# tennant 830 sweeper



## W.F.D. Plower

I was wondering if anyone has used a Tennant 830 sweeper. I was looking for a street sweeper for my business and was advised to get a Tennant 830. I have a custom hydraulic sweeper on my F-350 and looking to expand. I have heard that the Tennants have good turning radius.


----------



## Duracutter

W.F.D. Plower;407828 said:


> I was wondering if anyone has used a Tennant 830 sweeper. I was looking for a street sweeper for my business and was advised to get a Tennant 830. I have a custom hydraulic sweeper on my F-350 and looking to expand. I have heard that the Tennants have good turning radius.


yikes... a poster...:redbounce

just joking. Not used to seeing many posts around here. 

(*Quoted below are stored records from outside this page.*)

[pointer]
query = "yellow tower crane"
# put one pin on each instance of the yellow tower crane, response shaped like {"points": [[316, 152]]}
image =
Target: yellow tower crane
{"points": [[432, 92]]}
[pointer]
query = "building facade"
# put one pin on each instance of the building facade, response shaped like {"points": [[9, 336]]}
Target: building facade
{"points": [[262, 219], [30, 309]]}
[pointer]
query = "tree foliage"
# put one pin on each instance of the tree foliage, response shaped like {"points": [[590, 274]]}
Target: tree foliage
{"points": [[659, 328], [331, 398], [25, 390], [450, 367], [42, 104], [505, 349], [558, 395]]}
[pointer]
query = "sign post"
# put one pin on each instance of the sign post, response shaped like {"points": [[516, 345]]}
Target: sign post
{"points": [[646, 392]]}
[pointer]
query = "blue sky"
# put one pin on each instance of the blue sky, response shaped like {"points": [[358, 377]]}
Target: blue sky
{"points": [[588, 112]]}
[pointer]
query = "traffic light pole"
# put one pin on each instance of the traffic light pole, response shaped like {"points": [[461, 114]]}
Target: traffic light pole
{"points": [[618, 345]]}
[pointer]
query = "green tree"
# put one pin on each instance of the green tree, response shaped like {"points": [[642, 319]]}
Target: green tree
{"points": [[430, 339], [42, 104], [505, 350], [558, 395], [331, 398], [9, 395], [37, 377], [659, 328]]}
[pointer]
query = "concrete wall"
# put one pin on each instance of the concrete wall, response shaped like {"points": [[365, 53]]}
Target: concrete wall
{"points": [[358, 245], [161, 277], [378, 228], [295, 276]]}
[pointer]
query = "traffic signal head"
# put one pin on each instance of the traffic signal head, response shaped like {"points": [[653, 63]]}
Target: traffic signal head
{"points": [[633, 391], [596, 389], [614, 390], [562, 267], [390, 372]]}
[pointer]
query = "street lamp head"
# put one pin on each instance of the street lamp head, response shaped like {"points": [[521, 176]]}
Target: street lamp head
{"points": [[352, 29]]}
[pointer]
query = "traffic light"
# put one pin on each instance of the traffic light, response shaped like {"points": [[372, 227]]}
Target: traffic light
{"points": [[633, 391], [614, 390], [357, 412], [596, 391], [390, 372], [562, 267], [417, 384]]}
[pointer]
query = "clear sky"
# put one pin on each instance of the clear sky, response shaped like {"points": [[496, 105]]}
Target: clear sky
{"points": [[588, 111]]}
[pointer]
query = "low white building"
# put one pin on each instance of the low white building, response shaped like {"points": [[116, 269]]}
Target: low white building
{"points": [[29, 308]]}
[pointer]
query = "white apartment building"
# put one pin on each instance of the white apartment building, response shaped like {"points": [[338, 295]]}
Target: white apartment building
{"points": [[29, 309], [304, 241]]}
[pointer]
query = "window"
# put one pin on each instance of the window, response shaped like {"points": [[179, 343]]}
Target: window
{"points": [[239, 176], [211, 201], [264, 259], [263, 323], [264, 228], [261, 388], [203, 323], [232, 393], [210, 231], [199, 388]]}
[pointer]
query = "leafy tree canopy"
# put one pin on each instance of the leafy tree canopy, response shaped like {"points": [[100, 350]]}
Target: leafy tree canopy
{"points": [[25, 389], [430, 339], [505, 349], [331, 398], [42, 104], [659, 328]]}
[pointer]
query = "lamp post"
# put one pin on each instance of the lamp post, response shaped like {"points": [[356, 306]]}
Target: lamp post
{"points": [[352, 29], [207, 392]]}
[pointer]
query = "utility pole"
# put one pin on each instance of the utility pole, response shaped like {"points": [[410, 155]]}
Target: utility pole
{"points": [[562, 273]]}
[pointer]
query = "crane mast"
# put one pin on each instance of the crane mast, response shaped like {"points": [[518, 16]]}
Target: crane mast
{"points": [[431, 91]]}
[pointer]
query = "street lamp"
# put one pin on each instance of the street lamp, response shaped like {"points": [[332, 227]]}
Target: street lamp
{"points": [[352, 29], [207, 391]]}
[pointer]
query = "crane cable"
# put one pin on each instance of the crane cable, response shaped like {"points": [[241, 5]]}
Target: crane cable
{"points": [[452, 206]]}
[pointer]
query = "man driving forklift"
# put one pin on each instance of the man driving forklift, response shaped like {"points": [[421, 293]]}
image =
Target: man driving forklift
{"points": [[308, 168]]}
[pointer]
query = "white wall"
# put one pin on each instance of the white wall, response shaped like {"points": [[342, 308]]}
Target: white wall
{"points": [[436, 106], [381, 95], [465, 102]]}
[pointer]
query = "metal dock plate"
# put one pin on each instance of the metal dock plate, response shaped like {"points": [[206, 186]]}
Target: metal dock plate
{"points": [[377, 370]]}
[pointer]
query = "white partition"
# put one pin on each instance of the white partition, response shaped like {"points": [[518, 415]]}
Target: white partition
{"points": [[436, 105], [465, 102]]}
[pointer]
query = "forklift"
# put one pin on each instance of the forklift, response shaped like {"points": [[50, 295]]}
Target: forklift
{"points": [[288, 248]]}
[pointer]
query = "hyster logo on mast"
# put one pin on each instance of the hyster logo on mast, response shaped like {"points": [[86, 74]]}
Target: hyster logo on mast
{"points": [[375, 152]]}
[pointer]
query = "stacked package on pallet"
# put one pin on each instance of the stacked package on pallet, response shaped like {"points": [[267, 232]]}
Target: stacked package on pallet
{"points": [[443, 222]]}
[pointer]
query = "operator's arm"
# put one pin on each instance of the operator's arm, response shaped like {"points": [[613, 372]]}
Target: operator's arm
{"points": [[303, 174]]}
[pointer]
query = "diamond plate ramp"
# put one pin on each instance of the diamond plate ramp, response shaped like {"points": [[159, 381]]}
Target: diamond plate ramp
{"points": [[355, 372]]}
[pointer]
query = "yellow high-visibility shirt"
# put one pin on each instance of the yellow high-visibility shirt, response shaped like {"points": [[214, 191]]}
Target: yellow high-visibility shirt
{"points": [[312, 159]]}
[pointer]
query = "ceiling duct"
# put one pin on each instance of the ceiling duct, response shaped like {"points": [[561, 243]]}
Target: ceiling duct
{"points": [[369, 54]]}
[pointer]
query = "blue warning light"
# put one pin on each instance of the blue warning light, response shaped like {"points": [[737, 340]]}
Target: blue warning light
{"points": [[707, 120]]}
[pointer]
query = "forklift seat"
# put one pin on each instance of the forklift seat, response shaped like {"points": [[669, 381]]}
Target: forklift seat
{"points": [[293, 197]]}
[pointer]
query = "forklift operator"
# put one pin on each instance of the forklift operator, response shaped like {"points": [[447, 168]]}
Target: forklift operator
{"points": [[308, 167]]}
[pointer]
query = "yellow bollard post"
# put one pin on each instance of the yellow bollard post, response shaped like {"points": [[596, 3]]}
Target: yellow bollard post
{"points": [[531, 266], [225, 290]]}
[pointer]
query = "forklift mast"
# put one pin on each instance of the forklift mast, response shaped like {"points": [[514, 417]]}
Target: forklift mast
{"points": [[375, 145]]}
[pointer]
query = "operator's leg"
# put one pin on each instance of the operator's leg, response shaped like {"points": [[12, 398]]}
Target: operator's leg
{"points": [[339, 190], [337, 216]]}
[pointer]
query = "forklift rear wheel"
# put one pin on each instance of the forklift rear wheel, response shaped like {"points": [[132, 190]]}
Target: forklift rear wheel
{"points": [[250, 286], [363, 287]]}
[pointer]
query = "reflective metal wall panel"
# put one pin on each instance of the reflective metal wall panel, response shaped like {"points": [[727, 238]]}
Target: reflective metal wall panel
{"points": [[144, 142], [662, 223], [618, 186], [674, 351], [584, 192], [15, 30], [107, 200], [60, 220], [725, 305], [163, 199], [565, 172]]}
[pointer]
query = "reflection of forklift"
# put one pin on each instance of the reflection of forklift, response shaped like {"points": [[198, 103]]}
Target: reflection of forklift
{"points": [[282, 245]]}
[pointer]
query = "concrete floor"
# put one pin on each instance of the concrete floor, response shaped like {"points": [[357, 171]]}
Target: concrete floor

My company bought a Tennant 830 spring of this year. It's a monster with an elevator to bring the debris into the holding bin. If we had to do it over again we may not have bought it. It's really heavy and is not legal for the road so you have to trailer it, and it's a pig. Otherwise, it sweeps well but appears to be very high maintenance. We found more use for our older Tennant 365. It's a front dumper and has fewer moving parts, is very good in turning with single rear wheel. It'll also fit in indoor parkades where the 830 has no chance.

Hope this helps.


----------



## W.F.D. Plower

K, Thanks. I won't be doing any underground sweeping, mabey I'll just keep sweeping with my pick-up truck.
Thanks.


----------



## Metro

Duracutter is right,
The 830's are huge in the maintenance department but work well if maintained on a continual basis. The Tennant 385 he mentioned is more of a small rider sweeper only about 62'' wide that you can transport on a standard tip trailer. Turns with the rear wheel so it can turn on a dime, and they are much less maintenance than the 830. Just like any other piece of equipment, take care of it and it will last a long time.


----------